Rome erkent christelijke martelaren van Libië
In zijn gesprek met de Koptisch-orthodoxe patriarch Tawadros II heeft paus Franciscus onverwacht aangekondigd dat de 21 christelijke martelaren, van wie 20 koptische christenen uit Egypte en 1 uit Ghana, die in 2015 door Islamitische Staat (IS) in Libië werden vermoord vandaag worden ingeschreven in het Martyrologium Romanum. Dat is de officiële lijst met de herdenkingsdata en de geschiedenissen van de martelaren en andere heiligen die door de rooms-katholieke Kerk worden erkend.
Zij worden opgenomen in het Martyrologium Romanum als teken van de spirituele gemeenschap die onze twee Kerken verenigt, zei paus Franciscus. De lijst bevat nu al enkele Koptische heiligen uit de eerste eeuw van het christendom. Maar in de 5de eeuw brak de koptische kerk met Rome. Volgens de paus start met dit initiatief een nieuwe etappe in de lange oecumenische reis.
Lees verder onder de foto.
Martelaarschap is universeel
Volgens het Vaticaan onderstreept hun officiële erkenning de oecumene van het martelaarschap. Deze 21 mannen werden gemarteld omdat ze christen waren en ze werden vermoord uit haat tegen het christelijke geloof. Rome wijst ook op de historische betekenis van dit gebaar: Zij zijn de eersten die op deze manier worden erkend. Dergelijke erkenning van het martelaarschap impliceert dat zij in de kerkelijke liturgie kunnen herdacht worden. Hun erkenning is slechts mogelijk omdat deze gedoopten al door de koptische Kerk als heiligen zijn erkend. Hun inscriptie in de kalender van katholieke heiligen is slechts de erkenning van een heiligheid die al door de kopten wordt erkend.
Afgelegde weg
Met de ontmoeting van vandaag herdenken paus Franciscus en patriarch Tawadros II de 50ste verjaardag van de historische ontmoeting tussen paus Paulus VI en patriarch Shenouda III (1973-2023), de eerste tussen een bisschop van Rome en een patriarch van de Koptisch-orthodoxe Kerk. Tawadros was gisteren prominent aanwezig op de woensdagse algemene audiëntie van paus Franciscus. Vanmorgen woonde hij de eucharistieviering bij in de kapel van Santa Marta.

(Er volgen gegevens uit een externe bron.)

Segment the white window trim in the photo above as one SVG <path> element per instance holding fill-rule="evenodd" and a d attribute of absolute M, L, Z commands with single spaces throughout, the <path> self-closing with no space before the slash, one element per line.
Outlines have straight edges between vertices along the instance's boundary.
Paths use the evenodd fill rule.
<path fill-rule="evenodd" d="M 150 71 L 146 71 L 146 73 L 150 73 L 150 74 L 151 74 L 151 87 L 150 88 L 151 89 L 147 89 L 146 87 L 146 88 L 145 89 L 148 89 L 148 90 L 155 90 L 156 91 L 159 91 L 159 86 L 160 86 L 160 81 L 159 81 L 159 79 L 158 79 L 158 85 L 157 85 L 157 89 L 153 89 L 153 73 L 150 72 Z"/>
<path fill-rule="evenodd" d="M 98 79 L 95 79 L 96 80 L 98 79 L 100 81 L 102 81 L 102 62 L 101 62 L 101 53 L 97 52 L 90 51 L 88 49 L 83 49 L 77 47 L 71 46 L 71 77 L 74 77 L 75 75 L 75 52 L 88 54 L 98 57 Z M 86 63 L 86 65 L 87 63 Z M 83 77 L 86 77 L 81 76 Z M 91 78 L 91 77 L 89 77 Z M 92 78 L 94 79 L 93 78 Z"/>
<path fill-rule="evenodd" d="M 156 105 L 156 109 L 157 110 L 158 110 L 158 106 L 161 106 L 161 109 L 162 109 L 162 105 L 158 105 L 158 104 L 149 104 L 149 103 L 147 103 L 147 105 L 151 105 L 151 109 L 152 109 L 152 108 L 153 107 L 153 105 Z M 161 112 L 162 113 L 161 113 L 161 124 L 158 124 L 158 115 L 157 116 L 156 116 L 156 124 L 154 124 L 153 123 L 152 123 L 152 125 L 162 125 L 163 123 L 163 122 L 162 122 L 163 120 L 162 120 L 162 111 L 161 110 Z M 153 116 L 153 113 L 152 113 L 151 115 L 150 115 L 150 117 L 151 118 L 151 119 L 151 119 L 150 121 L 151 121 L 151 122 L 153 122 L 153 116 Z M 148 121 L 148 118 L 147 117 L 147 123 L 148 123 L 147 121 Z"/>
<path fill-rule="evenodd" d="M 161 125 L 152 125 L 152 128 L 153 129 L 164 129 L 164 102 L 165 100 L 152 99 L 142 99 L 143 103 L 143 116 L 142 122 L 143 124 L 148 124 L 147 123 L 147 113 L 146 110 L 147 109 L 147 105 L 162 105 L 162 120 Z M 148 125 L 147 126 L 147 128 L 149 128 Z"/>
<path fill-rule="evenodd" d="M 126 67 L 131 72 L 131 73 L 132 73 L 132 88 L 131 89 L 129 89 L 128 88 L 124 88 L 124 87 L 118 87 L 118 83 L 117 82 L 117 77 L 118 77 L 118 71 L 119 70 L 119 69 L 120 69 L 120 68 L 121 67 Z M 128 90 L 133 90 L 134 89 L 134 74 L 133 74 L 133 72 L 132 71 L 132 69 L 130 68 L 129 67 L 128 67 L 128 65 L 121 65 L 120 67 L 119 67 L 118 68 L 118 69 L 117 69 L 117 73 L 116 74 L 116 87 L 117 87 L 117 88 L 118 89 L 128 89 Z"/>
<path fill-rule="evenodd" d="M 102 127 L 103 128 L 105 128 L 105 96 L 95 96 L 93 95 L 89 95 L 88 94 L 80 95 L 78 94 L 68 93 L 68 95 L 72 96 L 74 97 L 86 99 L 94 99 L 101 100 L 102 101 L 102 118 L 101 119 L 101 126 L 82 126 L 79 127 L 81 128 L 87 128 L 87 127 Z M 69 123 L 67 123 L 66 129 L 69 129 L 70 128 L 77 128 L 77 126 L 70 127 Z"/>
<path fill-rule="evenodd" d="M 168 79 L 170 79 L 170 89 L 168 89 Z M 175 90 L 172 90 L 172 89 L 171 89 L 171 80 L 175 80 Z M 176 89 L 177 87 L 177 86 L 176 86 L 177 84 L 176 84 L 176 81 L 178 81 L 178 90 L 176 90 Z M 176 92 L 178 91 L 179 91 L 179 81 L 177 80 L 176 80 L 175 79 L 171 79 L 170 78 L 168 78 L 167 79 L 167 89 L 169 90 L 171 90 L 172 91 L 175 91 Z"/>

De paus herinnerde vanmorgen eraan dat de ontmoeting van 10 mei 1953 een periode van toenadering heeft ingeluid, na de breuk die er was ontstaan sinds het concilie van Chalcedon in 451. Hij verwees ook naar het baanbrekende werk van de internationale gezamenlijke commissie van de katholieke en de Koptisch-orthodoxe Kerk, die daarna werd opgericht. Patriarch Tawadros II herinnerde aan de instelling van de Dag van vriendschap tussen kopten en katholieken, die sinds 2013 jaarlijks op 10 mei wordt gehouden.